Part of what it boils down to is that I personally just don't like to hear the word no. As a distributor-turned-supplier, and a life-long rule breaker that was born with marketplace disruption hard coded into my DNA, I left this conversation determined to find a way that creativity and efficiency and co-exist. There has to be a way to marry the two. How can we as an industry be more on-pace with the trends that exist in the retail environment, and how do we go to market with these products in our space more quickly so that as an industry we aren't selling to the trend after the wave has already hit the shore? Larger supplier companies are at an obvious disadvantage when it comes to innovation and their ability, or more so inability, to pivot quickly because even though they may have the capital resource to procure products or technology, they typically have too much invested in systems, processes, and inventory to be bendy. What does this mean exactly? To me it means leave the big guys to their robotic methods and let them do their thing. Small to mid-size companies, however - coax your minds out of the 'that's how it's always been done' mentality, listen much more closely to end-buyer needs, and take a few big, yet well calculated risks. Find products that no one else has, but end-buyers want, and imprint in ways that no one else does. Do things differently. It's these companies that, if service is on point and focus is kept on innovation and differentiation, are poised to claim significant market share in the new economy.

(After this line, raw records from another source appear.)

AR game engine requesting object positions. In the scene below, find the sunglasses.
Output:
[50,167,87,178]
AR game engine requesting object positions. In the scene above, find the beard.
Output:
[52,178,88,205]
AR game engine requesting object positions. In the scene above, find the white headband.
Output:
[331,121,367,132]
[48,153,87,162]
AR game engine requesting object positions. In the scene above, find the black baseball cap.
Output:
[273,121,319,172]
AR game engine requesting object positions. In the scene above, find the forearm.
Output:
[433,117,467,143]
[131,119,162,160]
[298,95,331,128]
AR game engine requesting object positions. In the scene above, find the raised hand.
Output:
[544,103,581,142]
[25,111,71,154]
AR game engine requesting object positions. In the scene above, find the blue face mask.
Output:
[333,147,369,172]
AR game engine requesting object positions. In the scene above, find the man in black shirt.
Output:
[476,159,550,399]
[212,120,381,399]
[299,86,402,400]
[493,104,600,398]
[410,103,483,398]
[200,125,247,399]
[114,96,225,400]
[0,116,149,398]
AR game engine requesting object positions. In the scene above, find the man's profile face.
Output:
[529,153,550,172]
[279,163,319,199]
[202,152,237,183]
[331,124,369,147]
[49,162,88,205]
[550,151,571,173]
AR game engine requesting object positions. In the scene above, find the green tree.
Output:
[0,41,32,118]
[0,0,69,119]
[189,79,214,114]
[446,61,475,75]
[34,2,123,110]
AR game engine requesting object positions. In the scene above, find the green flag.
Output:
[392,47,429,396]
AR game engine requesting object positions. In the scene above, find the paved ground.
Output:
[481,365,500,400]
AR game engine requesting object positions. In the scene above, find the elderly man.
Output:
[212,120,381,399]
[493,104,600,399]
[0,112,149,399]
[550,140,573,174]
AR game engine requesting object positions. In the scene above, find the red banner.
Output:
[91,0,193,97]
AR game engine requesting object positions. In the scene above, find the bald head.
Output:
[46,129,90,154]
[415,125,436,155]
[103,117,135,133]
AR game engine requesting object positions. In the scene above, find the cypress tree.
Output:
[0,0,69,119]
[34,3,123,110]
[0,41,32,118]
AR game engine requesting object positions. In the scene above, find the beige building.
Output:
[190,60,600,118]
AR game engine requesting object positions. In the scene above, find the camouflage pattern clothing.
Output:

What do you say though? Seasoned suppliers - Is my comment above nothing more than my naivete speaking? Am I setting myself up for a lesson is disappointment? Distributors – Where do you see the industry headed and what are your thoughts? How would it benefit you if the door to what's possible with both product and imprint method was opened a bit more? Would it make a difference to you or your clients?
Which method will win in the end - steadfast and true to existing systems and processes, or the progressive pioneer? I don't know. But, with the way the industry is changing, something tells me that we're about to find out.